Ultimately all these data come together and they’re available and everything can be accessed, by the way, through the API or through the screens here.  But then we have a built-in reporting engine.  So the reporting data all will look into these types of purpose-built supply/demand analysis type of interfacing.  Where are my gaps?  Shell charts, mountain charts, stacked by our supply/demand analysis, all interactive in these types of reports and dashboards.  So far we’ve looked purely at a range of static data or interfaces where we can manipulate the data, but as we’ve called out as part of the topic of this webinar.  How can I understand what those impacts will have on my resource and project portfolio?  Now to do that we have a built-in sort of bleeding edge, in my opinion, what-if analysis engine and when I click on this, this will launch the what-if analysis aspect of the product which allows me to pull together data from across the entire system into what we call models.  These models let us assemble our view of the world with a range of assumptions, various projects, resources, timeframes, priorities, coefficients and so on.  And what we can then do is play what-if games and see what is the effect of, in this case, stopping work on projects, stopping operational activities, changing strategy, adding/reducing headcount and see in real time what impact will that have and then ultimately do things like compare our best case against our current case, our worst case against our best and current case.  We can do then all those comparisons to inform management of what are the appropriate steps to take by generating really these real options analyses that give us better insight into what strategic path to take.

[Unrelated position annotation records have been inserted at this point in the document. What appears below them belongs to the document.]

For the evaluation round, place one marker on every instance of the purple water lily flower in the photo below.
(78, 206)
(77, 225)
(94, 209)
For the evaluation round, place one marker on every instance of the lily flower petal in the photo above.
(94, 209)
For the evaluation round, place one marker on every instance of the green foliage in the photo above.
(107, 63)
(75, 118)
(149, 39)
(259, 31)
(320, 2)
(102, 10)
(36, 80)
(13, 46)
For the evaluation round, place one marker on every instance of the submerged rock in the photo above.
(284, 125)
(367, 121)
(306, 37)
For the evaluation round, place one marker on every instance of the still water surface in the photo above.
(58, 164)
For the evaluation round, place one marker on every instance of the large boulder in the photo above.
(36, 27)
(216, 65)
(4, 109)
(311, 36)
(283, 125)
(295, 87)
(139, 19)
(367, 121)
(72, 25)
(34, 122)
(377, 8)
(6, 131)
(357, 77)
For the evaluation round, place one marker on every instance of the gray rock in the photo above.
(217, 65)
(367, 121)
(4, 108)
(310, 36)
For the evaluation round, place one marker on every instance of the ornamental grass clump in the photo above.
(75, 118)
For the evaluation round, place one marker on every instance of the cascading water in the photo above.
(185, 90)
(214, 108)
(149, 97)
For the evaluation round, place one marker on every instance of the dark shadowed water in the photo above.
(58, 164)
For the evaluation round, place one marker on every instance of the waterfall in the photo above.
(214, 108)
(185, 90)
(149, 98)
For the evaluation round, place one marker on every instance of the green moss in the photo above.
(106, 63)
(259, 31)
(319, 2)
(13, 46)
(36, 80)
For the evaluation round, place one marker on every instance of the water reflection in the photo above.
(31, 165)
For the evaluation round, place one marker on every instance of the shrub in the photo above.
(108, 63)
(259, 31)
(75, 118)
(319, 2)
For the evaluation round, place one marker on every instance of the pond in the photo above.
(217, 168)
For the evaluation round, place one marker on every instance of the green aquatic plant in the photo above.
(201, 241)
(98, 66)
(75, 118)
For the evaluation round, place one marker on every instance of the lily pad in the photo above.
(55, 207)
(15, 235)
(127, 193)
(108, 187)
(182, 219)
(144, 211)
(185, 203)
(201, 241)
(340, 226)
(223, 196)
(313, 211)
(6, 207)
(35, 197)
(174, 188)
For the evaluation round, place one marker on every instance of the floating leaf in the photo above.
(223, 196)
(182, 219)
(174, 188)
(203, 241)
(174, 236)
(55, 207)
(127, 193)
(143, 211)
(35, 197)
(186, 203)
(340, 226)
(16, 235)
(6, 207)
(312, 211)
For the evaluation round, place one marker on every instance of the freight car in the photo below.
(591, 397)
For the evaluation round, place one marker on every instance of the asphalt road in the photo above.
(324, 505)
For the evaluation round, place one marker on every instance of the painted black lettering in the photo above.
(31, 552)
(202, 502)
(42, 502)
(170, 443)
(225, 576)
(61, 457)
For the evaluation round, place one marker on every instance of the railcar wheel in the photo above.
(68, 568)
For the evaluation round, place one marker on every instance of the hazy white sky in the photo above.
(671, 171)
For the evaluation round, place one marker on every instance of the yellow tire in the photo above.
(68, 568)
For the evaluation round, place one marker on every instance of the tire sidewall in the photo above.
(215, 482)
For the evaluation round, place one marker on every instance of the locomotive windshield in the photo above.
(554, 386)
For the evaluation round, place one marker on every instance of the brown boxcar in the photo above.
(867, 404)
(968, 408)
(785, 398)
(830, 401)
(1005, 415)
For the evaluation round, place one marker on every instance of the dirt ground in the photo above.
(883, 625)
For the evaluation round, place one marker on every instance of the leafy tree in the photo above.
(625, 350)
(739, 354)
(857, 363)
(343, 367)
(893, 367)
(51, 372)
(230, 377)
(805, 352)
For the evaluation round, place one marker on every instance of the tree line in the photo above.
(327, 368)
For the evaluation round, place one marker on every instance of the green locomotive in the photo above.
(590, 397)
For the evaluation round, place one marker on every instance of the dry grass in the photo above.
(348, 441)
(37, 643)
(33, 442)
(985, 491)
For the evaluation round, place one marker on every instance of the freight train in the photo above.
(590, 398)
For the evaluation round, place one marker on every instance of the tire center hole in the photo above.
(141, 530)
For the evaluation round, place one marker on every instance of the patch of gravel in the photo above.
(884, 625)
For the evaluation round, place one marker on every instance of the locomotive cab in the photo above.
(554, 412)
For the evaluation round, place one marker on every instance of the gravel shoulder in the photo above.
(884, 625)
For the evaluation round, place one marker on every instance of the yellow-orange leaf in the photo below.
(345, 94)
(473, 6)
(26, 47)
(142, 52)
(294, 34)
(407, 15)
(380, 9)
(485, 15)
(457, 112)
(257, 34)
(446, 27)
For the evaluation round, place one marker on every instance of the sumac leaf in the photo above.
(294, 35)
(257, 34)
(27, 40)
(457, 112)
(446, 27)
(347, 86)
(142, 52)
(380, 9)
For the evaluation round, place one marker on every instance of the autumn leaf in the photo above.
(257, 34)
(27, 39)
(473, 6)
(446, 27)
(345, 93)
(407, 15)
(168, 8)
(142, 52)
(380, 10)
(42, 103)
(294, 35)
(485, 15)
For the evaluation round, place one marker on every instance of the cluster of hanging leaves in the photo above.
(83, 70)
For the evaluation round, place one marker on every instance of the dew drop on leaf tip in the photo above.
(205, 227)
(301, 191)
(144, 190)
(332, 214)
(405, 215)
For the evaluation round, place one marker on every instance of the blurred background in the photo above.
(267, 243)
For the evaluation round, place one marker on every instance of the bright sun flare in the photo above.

What we’ll do next is create a model.  These are read-only.  You really can’t cause any problems with this and let’s say this is “Forecast Update 2020.”  You can make your models private or shared.  In this case I’m going to use a timeframe that really starts this month.  So let’s say looking out from this month maybe five years, you want to simulate and look at our portfolio and make adjustments.  I can then choose how I want to look at and roll out my resources.  You can choose multiple options here and these are all configurable values so you can have roles, skills, departments and locations.  You could stack them together so I could say maybe I want to look at these things by position and within positions I want all of these positions.  Then maybe I want to drill down from positions into employment basis, or department or role or really any other attributes.  In this case I’m going to keep it simple and we’ll just use one level.  I can choose priorities and underlying data sets or coefficients or likelihood of a war or likelihood of technical success or things of that nature.  And then I’d choose the projects to include.  Each project has two different data sets so lots of options here.  You can have sort of allocation and demand data sets which you can use interchangeably and use them differently according to different models and you can also set in place a range of additional filters.  So perhaps you want to look at the overall demand, global demand for particular types of work being satisfied with resources from just specific geographies, which gives you additional modeling capabilities, much more advanced than some of things we’ll look at in today’s session.  Query us if you’d like to see this in more detail.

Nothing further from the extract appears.